✅ Internal Evaluation (No Ground Truth Required)
Silhouette Score (Basic but reliable)
Measures cohesion vs separation: higher is better (range -1 to 1).
→ Good for general-purpose clustering.
Davies–Bouldin Index (More sensitive than silhouette)
Lower = better. Penalizes overlapping clusters.
Calinski–Harabasz Index (Good for spherical clusters)
Higher = better. Focuses on between- vs. within-cluster dispersion.
Dunn Index (Less common, more theoretical)
Higher = better. Favors well-separated, compact clusters.
Density-Based Validation (Advanced, for DBSCAN/HDBSCAN)
Cluster Validity Index (CVI)
Relative Validity Index (RVI)
Topic Coherence (Text-specific, advanced)
Used in BERTopic, LDA. Measures semantic similarity among top words in topics.
→ More aligned with human judgment of topic quality.

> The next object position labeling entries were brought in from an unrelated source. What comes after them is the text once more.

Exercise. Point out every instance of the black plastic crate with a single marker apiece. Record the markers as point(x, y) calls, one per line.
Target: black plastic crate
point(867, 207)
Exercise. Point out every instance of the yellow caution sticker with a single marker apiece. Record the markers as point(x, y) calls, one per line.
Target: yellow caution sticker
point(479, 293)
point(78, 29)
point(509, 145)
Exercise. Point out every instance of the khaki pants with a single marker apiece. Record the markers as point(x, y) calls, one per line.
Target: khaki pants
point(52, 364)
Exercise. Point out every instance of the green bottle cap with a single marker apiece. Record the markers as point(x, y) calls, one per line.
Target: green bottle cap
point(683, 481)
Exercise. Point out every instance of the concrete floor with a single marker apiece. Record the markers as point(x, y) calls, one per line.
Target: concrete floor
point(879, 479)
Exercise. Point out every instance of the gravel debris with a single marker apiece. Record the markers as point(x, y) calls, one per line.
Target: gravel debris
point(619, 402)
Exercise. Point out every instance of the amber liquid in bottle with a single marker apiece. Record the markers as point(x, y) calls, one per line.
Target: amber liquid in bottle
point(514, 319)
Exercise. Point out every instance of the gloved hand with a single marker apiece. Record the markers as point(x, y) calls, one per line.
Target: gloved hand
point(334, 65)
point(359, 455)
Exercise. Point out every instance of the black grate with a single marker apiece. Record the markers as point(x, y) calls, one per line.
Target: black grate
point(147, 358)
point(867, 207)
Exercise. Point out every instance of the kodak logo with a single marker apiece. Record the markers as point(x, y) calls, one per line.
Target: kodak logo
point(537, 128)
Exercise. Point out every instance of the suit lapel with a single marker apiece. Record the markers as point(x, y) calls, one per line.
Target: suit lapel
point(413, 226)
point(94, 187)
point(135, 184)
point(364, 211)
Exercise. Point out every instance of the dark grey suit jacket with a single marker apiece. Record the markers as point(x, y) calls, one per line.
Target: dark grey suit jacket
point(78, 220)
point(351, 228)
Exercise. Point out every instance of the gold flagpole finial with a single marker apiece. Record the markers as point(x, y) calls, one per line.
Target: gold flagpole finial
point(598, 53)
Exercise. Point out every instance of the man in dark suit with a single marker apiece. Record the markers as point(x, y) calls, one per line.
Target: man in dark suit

✅ External Evaluation (If Ground Truth Available)
Adjusted Rand Index (ARI)
Measures similarity between predicted and true clusters. Adjusts for chance.
Normalized Mutual Information (NMI)
Measures mutual dependence between true/predicted labels. Scales 0–1.
Fowlkes–Mallows Index (FMI)
Balance between precision and recall for clustering. 1 = perfect.
✅ Best Practices
Use Silhouette + Coherence for text.
For BERTopic: topic_model.get_coherence() (e.g., c_v, u_mass).
Visualize: Combine with UMAP/TSNE plots for intuitive insight.